10:50 June 26, 2012 by StockholmSam
Imagine if 50 hooligans on the watch list showed up to the police station just before every game. Not only would the paperwork be ridiculous and tie up resources that could be better spent fighting crime in the streets, but I would not be surprised if a riot broke out now and then.
11:29 June 26, 2012 by Abe L
I think we learned from WW2 that registering people for any purpose is a bad idea.

Instead they should just treat hooligans breaking the law like any other criminal. Arrest them, prosecute them and throw them in jail for multiple years. There is absolutely no reason to create special arrangements for different types of criminals.
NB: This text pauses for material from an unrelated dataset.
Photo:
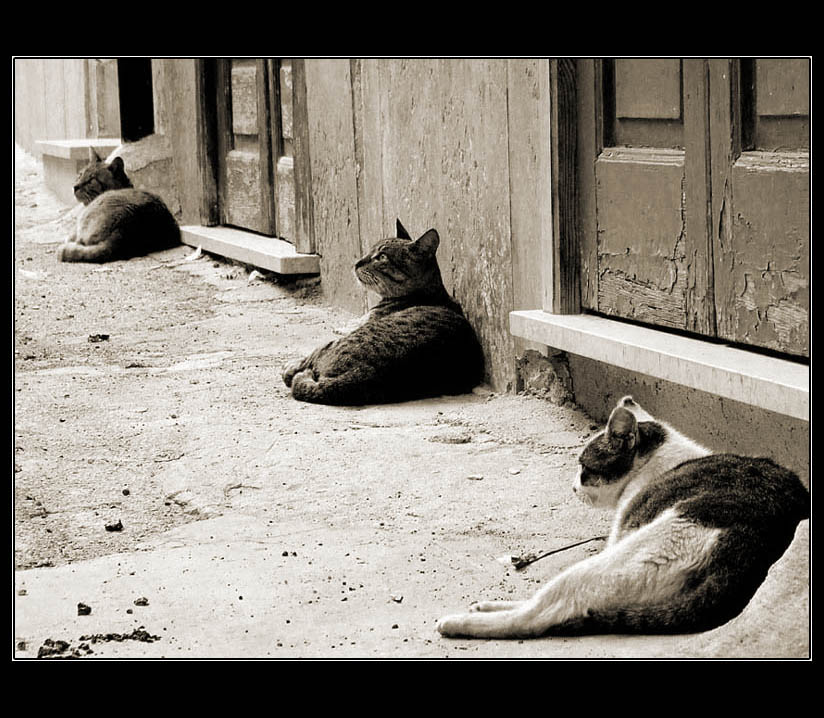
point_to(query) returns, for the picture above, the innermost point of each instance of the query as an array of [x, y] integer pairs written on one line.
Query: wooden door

Minor violations can be solved with significant financial penalties (ie. half an annual salary) and everything else should require jail time. Proper punishment solves these problems not bs registration arrangements that have a 1000 and 1 ways to be circumvented.
15:20 June 26, 2012 by John.Smith
Put them all into the same stadium and let them beat 6 shades shades of poo out of each other... last man standing gets to register at the police station.
20:39 June 26, 2012 by Liquidmonkey
hooligans are criminals and they should be treated as such. period.

use cameras to prosecute, fine and / or jail them.

its a shame the full extent of the law is not used in this example as its getting out of control all over the world.
08:50 June 27, 2012 by donfabricio
Another copy and paste policy stolen from the UK. Unlike previous policies, this one is actually working quite beautifully over there thank you very much.